Lorsqu'il est fait état d'une méthode de soins originale, originale souvent parce que peu ou pas pratiquée localement, pas moins efficace que la molécule à la mode, on peut se demander comment il se fait que la médecine officielle ne l'exploite pas. Certes, il n'est pas possible de savoir tout, tout de suite, mais quand même, que certaines pratiques fassent leurs preuves en provoquant un engouement que justifient leurs réussites, ne manque pas de laisser perplexe. Comment un secteur professionnel peut-il être en retard sur sa clientèle pour, au gré des circonstances, en entendre parler et en recevoir des assurances ? Un peu comme si l'industrie automobile avait besoin dans la plupart des cas de sa clientèle pour améliorer ses modèles.

 

           

            Dans le cas qui intéresse les soins, chacun attendant une réponse à ses souffrances, est évidemment à l'écoute du résultat. Son entourage fait comme lui. Avec le temps, se dégagent des bilans obligés. L'information circule.
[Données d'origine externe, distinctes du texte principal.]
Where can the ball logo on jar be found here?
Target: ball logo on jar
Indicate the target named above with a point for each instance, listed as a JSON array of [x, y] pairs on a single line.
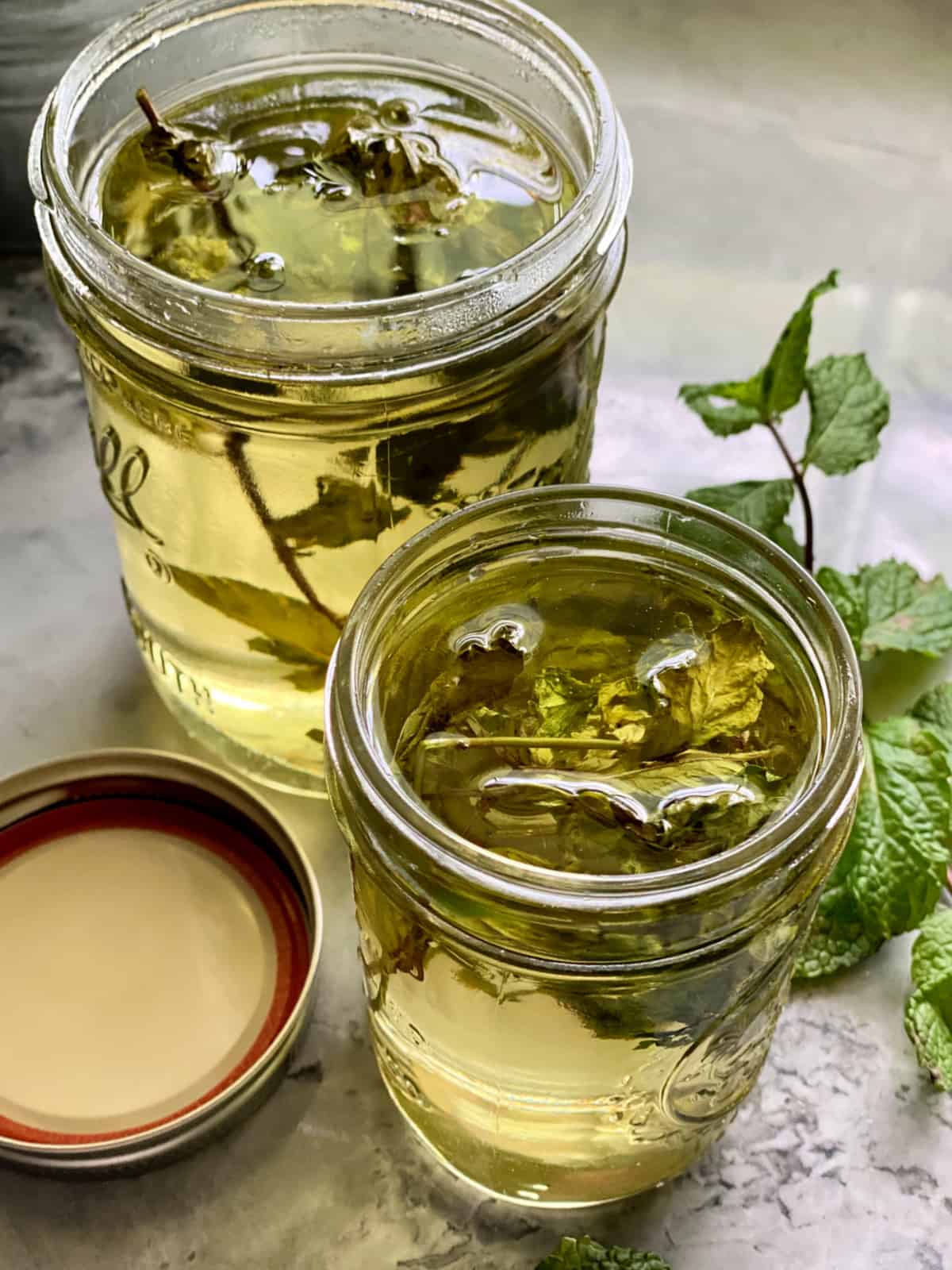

Des empiriques, moins "sachants" mais à terme pas moins savants, ne se contentent plus de ce qu'on leur propose. Ils essaient autre chose, guidés par une certaine "buena faema" - bonne fortune devenue bonne femme - recueillent des vérités lesquelles, étonnamment n'auront pas droit de cité là où se pensent les moyens de vous soigner. Peu à peu se découvre des voies inédites au regard que ce que nous imposent l'officialité.

 

           

            Qu'elle le veuille ou que ça lui plaise ou non, des choses se font et réussissent sans elle. Ne serait-il pas raisonnable plutôt d'élargir ce front commun et d'en faire bénéficier tout le monde ? Mais pour cela, il y faudrait du désintéressement et de la bonne foi, toujours. Lorsque des membres du corps médical, ne prendraient pour rien au monde ce qu'ils prescrivent parfois, ou consomment ce qu'ils ne prescrivent jamais, il y a là une réalité dont nous ne retiendrons que la leçon implicite : au-delà des pratiques qui ont cours, ne t'interdis pas d'aller voir ailleurs.

 

           

            La faramineuse réussite qu'autorise l'urine soignante - nouveau pléonasme - peut être versée au crédit d'un domaine, duquel il y a tout a gagné si l'on fait l'effort d'en admettre les augures, après information. Mais, ça coincera là, chez certains, comme ça coince ailleurs. A chacun son fardeau. A chacun de se prendre un tant soit peu en charge et de faire travailler ses neurones. Quant à l'état d'esprit des décideurs en haut lieu du monde médical, certains avis fort bien placés, ne se privent pas de soulever le voile sur les rétentions affairistes qui privent le public de vérités fondamentales. Si ce public veut être grand, comme on a coutume de dire, à lui de le prouver en se prenant en mains dans des proportions suffisantes pour le mériter.

 

           

            Exemple de propos, il y a quarante ans déjà du Professeur Lungwitz, dans un traité de psychobiologie : 

« La Faculté considère toute connaissance nouvelle comme une effraction dans le monde clos de sa science et rejette, de ce fait, tout ce qu'elle ne connaît pas. Les professeurs qui ont terminé leurs études sont la plupart du temps incapables de se tenir au courant du progrès rapide des connaissances et encore bien plus de réviser leurs anciennes conceptions. De nombreux spécialistes ignorent tout ce qui est en dehors de leur spécialité et ce qui dépasse leur faculté de penser. Les personnalités dominantes du monde de la médecine, forment une chapelle scientifique et le trait dominant de leur caractère est la prétention à l'omniscience et à l'exclusivité. Ils ont mangé la sagesse à la cuillère si bien, pensent-ils, qu'il ne reste plus rien pour les autres. La conspiration du silence et la diffamation méprisante de tout ce qui n'a pas poussé dans son jardin, est la méthode qu'emploie cette "Diafoirocratie" pour sauver aussi longtemps que possible son auréole ».

 

           

            Heureusement, avec le temps, l'émancipation des idées et surtout les résultats probants hérités de toujours, comme de ceux à laquelle une quête incessante pousse, permettra à chacun de mériter précisément ce titre de grand public. La pratique - entre autres vérités hygiénistes - de l'AutoUriThérapie y pourvoira assez.